I've checked the cables on the patch and they seems to be ok in order 12365478

Cable from wall to patch panel - patch cord - switch
 
If your hardware is fine, the next likely culprit I can think of for your symptoms is that DNS is not properly being propagated to the network.

Get on one of the computers which can see a network drive but not the internet. Open a command prompt (start -> run -> type cmd). Type ping 8.8.8.8.

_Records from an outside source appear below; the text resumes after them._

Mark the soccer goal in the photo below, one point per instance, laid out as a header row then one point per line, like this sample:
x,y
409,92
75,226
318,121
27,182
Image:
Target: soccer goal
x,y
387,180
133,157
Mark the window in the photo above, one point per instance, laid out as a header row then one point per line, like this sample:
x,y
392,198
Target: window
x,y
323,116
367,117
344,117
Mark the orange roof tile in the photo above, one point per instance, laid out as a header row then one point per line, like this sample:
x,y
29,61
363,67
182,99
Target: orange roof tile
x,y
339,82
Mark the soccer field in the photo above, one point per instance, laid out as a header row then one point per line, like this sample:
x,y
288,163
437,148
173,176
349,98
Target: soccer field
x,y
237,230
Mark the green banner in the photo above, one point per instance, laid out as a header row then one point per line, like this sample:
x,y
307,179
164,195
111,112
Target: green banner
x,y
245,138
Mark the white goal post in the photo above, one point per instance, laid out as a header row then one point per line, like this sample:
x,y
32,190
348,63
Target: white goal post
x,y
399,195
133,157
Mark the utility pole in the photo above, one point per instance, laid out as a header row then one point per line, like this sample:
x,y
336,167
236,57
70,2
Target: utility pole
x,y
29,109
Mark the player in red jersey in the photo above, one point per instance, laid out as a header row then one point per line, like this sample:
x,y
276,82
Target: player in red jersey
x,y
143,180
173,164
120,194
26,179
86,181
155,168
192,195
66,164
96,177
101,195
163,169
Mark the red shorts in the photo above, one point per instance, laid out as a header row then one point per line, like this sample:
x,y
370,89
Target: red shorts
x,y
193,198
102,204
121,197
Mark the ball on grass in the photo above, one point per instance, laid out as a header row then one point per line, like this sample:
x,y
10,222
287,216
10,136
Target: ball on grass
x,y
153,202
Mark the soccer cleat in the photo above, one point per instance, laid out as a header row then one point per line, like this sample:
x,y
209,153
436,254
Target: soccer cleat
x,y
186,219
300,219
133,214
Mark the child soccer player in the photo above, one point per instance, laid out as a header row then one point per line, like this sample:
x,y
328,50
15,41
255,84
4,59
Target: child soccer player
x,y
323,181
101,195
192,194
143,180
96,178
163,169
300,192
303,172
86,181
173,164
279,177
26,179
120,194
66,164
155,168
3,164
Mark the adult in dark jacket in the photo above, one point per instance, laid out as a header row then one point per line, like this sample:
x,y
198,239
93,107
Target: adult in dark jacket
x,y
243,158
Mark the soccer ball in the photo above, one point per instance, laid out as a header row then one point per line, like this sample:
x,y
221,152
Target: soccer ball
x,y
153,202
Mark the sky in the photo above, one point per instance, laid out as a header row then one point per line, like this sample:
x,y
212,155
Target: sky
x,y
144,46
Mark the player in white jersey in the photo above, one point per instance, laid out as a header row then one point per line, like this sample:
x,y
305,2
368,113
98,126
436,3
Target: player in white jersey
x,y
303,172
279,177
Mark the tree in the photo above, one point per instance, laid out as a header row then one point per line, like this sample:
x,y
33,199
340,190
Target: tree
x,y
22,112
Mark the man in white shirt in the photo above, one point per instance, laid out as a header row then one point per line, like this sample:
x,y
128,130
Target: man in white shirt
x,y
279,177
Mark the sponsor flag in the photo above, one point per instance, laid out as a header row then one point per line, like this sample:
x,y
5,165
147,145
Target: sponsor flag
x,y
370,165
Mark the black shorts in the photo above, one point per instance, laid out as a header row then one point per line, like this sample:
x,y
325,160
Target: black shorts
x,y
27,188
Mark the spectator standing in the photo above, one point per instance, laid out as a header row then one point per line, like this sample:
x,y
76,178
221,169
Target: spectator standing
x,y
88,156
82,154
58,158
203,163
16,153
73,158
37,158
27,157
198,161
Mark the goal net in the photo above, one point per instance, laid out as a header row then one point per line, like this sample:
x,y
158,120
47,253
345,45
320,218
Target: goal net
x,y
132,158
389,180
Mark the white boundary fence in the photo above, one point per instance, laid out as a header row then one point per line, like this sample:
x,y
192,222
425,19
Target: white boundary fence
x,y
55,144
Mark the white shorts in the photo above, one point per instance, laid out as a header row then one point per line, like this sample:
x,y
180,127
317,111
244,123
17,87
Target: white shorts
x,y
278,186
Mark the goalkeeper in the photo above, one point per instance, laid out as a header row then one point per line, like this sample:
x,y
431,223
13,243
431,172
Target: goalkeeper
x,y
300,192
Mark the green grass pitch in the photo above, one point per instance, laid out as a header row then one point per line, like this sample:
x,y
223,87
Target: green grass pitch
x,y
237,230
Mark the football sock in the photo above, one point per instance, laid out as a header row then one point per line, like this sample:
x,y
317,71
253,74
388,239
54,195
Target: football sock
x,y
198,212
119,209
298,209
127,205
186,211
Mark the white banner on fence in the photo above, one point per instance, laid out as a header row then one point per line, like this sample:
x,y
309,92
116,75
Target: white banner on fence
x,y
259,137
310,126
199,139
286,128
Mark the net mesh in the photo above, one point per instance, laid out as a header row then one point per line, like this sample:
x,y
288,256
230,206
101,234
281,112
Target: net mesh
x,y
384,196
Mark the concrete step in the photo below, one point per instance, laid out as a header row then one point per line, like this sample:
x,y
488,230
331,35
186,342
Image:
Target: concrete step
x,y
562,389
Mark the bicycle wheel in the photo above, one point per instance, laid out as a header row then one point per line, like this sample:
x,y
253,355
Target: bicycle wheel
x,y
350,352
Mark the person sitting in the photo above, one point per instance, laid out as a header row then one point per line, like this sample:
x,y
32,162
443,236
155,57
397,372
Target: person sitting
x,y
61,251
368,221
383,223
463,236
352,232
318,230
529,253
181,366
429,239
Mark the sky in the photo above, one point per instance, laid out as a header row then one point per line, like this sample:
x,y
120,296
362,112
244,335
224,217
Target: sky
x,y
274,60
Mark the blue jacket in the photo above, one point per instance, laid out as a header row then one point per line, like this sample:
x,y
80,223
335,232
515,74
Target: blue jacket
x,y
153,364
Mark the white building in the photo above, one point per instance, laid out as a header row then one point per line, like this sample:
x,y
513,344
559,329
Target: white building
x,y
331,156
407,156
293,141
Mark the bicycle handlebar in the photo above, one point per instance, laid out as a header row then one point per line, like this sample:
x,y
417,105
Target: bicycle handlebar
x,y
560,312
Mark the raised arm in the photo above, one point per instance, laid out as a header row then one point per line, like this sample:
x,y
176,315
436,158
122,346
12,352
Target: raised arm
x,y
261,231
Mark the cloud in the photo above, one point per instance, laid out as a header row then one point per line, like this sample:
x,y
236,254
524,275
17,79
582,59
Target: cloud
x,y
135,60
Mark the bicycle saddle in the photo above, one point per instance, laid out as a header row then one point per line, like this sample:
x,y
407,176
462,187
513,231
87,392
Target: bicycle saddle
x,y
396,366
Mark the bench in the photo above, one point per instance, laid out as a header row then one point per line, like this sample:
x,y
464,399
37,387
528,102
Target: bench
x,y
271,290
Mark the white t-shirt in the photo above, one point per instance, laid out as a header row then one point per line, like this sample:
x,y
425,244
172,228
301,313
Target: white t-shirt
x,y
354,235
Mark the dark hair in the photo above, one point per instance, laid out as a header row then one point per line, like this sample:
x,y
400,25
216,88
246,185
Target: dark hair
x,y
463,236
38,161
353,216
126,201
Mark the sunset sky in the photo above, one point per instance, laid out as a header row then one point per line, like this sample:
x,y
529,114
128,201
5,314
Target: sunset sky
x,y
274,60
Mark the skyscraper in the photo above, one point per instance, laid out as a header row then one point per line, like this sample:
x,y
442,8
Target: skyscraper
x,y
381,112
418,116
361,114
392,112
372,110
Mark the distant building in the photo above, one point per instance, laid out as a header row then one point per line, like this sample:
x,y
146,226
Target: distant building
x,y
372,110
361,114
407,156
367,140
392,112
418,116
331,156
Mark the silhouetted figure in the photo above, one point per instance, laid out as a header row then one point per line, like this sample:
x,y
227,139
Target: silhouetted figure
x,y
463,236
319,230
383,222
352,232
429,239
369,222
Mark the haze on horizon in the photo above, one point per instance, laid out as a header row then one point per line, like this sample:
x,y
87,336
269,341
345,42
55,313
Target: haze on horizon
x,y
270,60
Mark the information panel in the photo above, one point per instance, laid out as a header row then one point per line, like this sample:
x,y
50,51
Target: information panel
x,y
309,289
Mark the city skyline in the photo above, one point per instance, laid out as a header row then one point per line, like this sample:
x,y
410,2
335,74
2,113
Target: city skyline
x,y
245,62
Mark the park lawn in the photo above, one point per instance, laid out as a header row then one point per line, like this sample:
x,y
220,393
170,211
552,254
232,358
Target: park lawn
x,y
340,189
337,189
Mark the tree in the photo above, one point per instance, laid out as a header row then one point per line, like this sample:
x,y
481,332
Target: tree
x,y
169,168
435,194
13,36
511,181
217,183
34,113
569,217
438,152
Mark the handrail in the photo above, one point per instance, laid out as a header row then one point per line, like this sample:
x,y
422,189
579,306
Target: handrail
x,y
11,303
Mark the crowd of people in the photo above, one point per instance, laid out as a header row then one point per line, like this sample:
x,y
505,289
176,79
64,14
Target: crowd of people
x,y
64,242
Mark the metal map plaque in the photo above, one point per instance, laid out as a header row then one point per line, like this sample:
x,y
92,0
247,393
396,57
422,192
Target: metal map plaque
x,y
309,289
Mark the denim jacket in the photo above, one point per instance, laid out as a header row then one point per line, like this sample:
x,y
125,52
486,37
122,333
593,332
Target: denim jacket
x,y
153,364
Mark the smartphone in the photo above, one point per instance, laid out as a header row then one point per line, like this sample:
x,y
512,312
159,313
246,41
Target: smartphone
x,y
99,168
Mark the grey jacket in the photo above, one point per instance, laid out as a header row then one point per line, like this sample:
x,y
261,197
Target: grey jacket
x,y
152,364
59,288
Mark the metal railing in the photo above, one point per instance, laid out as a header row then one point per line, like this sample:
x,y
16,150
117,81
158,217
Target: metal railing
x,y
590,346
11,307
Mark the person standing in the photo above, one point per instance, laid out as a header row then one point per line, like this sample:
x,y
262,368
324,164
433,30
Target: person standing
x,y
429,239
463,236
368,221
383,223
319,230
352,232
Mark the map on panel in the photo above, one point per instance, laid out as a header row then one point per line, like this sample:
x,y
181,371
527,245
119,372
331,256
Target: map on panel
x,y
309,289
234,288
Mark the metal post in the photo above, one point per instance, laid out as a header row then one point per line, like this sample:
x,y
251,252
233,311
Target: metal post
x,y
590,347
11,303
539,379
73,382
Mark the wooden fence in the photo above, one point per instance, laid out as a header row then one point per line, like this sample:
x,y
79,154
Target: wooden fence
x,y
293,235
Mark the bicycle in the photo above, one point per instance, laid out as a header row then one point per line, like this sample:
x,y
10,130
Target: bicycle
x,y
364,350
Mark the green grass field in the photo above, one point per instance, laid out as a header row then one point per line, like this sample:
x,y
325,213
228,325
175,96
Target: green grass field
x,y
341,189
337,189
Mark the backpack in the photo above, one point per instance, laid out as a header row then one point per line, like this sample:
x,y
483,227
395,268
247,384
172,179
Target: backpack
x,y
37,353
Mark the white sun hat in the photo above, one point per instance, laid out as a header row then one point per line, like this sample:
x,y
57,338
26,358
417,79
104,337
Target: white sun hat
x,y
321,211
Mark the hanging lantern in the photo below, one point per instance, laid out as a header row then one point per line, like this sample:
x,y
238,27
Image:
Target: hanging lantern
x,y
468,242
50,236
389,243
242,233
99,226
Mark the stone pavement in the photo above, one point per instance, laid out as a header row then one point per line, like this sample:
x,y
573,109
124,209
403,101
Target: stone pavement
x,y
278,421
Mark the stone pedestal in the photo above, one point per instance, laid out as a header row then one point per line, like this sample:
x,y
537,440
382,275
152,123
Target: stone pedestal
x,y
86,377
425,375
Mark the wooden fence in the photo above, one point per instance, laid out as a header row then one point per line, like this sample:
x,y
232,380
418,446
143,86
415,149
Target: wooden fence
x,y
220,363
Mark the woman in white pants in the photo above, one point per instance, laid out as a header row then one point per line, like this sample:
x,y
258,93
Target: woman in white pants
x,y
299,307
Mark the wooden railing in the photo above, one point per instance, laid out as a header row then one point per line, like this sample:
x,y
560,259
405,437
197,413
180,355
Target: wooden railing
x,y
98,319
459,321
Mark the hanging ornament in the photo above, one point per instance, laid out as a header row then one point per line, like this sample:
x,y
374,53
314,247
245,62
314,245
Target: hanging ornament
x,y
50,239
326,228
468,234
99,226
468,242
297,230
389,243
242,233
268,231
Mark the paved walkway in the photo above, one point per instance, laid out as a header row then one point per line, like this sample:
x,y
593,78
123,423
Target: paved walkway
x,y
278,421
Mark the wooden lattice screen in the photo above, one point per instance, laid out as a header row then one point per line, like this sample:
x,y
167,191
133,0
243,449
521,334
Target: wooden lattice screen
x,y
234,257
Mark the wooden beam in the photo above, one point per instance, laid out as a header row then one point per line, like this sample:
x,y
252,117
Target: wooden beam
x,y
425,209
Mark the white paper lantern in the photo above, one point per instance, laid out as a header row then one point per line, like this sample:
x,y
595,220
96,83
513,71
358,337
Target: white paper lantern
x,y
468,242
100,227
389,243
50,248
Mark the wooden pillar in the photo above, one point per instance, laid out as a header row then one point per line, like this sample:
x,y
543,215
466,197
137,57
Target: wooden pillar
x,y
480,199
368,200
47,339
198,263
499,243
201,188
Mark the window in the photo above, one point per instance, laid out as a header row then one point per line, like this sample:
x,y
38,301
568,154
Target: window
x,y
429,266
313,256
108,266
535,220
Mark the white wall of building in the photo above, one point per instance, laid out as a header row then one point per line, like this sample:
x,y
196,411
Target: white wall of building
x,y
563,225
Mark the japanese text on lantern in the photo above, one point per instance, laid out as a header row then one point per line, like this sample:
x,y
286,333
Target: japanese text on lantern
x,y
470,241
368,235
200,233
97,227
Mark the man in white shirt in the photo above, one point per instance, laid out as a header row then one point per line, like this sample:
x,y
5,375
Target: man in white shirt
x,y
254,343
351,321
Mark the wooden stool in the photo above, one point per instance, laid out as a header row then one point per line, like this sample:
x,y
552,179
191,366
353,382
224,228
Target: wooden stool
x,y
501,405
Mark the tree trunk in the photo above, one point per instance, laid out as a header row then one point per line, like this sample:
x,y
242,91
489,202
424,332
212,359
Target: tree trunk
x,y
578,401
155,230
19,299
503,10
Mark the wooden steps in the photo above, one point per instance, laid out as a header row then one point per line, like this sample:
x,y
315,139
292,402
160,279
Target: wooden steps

If you get a response, your internet is working fine, you just have a DNS problem.
 
Could be a problem with the cables in the walls then. Looking at your pic, it looks like you have a lot of problems. It should be OK on all four pairs for a good connection, with all lengths for a port being the same and under 100 (if they're in meters).

As for why the problems cropped up now, 100bT only uses the two middle pairs. Gigabit uses all four pairs. The Abnormal pairs might have worked with the greater tolerances of 100bT, but are not working with Gigabit. Port 28 is the only one with a short or Open (unconnected) wire in the middle two pairs, so it's the only one guaranteed to have had problems with 100bT. You may want to try forcing the ethernet card on one of the problem computers into 100bT mode and see if the problem goes away.

Do you have a ethernet cable tester? Might be worth getting one if you don't. Plug it into the ethernet ports in the walls to see if those are wired correctly. If they're miswired, it's relatively easy to fix (unless a wire is physically broken). You just have to take out the RJ-45 keystone from the wall socket and rewire it.